The merits of depreciation were on debate on Wednesday as Bank of England governor Mark Carney and fellow policy makers took questions at a Parliament committee. Most agreed that devaluations just make people "poorer", a view reflected in consumer behavior and retail sales over the past year.
“Services continued to drive growth at the end of 2017, but with a number of consumer-facing industries slowing, as price rises led to household budgets being squeezed,” said Darren Morgan, head of GDP at the ONS.
Brexit continues to dominate the outlook for the economy, creating uncertainty for companies and consumers that’s holding back demand. Divisions within government aren’t helping the situation, and Prime Minister Theresa May is gathering with her most senior cabinet ministers on Thursday in a bid to end the rift over the EU exit process.
Services - the biggest part of the UK economy - grew 0.6 per cent in the fourth quarter, though downward revisions to components including distribution, hotels and restaurants contributed to the revision in headline GDP. The 1.6 per cent full-year growth was the slowest since 2011. The estimate for industrial production in the fourth quarter was also revised lower.
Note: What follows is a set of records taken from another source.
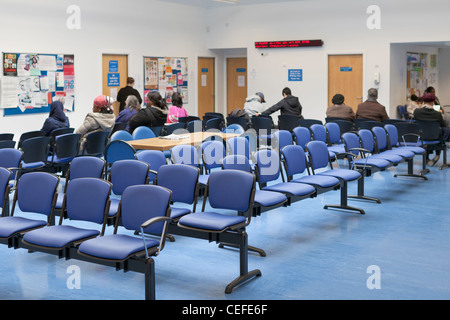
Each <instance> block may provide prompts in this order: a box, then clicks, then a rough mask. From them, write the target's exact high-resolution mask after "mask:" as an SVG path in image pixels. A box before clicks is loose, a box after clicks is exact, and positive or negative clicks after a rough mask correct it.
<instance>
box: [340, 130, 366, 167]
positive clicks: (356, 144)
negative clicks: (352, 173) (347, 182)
mask: <svg viewBox="0 0 450 320" xmlns="http://www.w3.org/2000/svg"><path fill="white" fill-rule="evenodd" d="M342 140H343V141H344V144H345V150H346V151H347V152H350V153H352V154H354V155H355V156H357V155H358V153H359V151H357V150H351V149H354V148H361V140H360V138H359V136H358V135H357V134H356V133H355V132H346V133H344V134H343V135H342ZM350 160H351V159H350Z"/></svg>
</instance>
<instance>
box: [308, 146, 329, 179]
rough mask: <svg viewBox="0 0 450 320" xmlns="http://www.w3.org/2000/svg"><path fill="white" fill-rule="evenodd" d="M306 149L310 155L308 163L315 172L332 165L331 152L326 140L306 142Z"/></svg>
mask: <svg viewBox="0 0 450 320" xmlns="http://www.w3.org/2000/svg"><path fill="white" fill-rule="evenodd" d="M306 151H307V152H308V157H309V161H308V163H309V165H310V166H311V169H312V170H313V172H314V170H317V169H321V168H326V167H328V166H330V167H331V164H330V153H329V152H328V147H327V145H326V143H325V142H323V141H318V140H313V141H310V142H308V143H307V144H306Z"/></svg>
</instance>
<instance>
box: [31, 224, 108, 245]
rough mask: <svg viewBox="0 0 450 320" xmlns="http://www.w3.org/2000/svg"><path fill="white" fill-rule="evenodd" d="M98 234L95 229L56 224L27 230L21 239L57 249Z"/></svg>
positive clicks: (94, 236) (93, 236)
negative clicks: (88, 228)
mask: <svg viewBox="0 0 450 320" xmlns="http://www.w3.org/2000/svg"><path fill="white" fill-rule="evenodd" d="M99 234H100V232H99V231H97V230H89V229H81V228H77V227H73V226H67V225H57V226H49V227H46V228H41V229H37V230H33V231H30V232H27V233H26V234H25V235H24V237H23V240H24V241H25V242H27V243H30V244H33V245H37V246H42V247H47V248H55V249H59V248H63V247H65V246H67V245H68V244H70V243H72V242H76V241H80V240H83V239H86V238H91V237H95V236H97V235H99Z"/></svg>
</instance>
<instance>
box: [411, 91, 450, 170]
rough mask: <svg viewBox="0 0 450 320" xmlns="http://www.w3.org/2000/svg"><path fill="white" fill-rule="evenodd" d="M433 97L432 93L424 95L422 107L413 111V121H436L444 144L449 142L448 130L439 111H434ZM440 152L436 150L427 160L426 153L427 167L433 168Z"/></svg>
mask: <svg viewBox="0 0 450 320" xmlns="http://www.w3.org/2000/svg"><path fill="white" fill-rule="evenodd" d="M434 102H435V95H434V94H433V93H425V94H424V95H423V107H422V108H418V109H416V110H415V111H414V119H415V120H422V121H437V122H439V124H440V126H441V128H442V135H443V139H444V141H445V142H449V141H450V128H448V127H446V126H445V121H444V118H443V117H442V114H441V113H440V112H439V111H436V110H434V107H433V106H434V105H435V104H434ZM440 153H441V150H436V155H435V156H434V157H433V159H431V160H430V159H429V155H430V153H429V152H428V151H427V157H428V165H429V166H433V165H435V164H436V162H437V161H438V160H439V156H440Z"/></svg>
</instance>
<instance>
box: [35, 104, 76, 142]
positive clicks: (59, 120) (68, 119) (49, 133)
mask: <svg viewBox="0 0 450 320" xmlns="http://www.w3.org/2000/svg"><path fill="white" fill-rule="evenodd" d="M69 127H70V123H69V118H67V116H66V115H65V113H64V106H63V104H62V102H60V101H53V102H52V104H51V105H50V114H49V116H48V118H47V119H45V122H44V125H43V126H42V129H41V131H42V132H44V135H46V136H50V134H51V133H52V131H53V130H55V129H61V128H69Z"/></svg>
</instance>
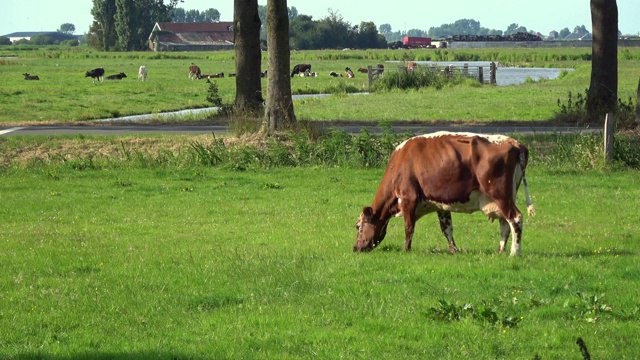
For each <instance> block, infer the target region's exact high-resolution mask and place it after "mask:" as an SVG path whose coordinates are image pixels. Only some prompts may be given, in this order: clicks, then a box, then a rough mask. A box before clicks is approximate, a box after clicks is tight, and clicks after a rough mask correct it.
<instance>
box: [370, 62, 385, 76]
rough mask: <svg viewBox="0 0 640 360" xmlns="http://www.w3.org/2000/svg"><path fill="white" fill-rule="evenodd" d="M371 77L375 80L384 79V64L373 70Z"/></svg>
mask: <svg viewBox="0 0 640 360" xmlns="http://www.w3.org/2000/svg"><path fill="white" fill-rule="evenodd" d="M371 75H372V76H373V77H374V78H377V77H382V76H383V75H384V65H383V64H378V65H376V68H375V69H372V70H371Z"/></svg>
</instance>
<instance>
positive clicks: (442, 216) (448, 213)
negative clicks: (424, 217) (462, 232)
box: [438, 211, 458, 254]
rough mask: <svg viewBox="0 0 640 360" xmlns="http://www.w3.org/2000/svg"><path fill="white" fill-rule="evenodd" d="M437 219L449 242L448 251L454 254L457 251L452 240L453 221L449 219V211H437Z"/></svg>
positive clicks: (457, 247) (450, 216)
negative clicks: (437, 214) (437, 216)
mask: <svg viewBox="0 0 640 360" xmlns="http://www.w3.org/2000/svg"><path fill="white" fill-rule="evenodd" d="M438 221H439V222H440V230H442V234H444V236H445V237H446V238H447V241H448V242H449V252H450V253H452V254H455V253H456V252H457V251H458V247H457V246H456V242H455V241H453V222H452V221H451V212H450V211H438Z"/></svg>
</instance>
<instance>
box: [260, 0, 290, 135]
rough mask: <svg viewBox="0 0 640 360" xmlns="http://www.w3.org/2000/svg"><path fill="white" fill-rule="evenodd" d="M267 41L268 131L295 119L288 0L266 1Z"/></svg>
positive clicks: (266, 116)
mask: <svg viewBox="0 0 640 360" xmlns="http://www.w3.org/2000/svg"><path fill="white" fill-rule="evenodd" d="M267 44H268V46H269V76H268V87H267V105H266V109H265V116H264V121H263V126H262V131H263V132H264V133H267V134H268V133H270V132H272V131H274V130H280V129H284V128H286V127H288V126H290V125H292V124H293V123H294V122H295V120H296V118H295V113H294V111H293V99H292V97H291V77H290V76H289V68H290V67H291V66H290V65H291V61H290V59H289V56H290V49H289V14H288V10H287V1H286V0H268V2H267Z"/></svg>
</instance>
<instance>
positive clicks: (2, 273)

Even with the economy on a weaker growth path, inflation has taken over as the BOE’s primary concern. It’s currently running at 3 per cent, a full percentage point above the central bank’s target, prompting an interest-rate increase in November. Officials say that more tightening will be needed to keep prices in check, though Carney refused to be drawn on the exact timing of the next hike on Wednesday. Market pricing suggests it could happen as soon as May.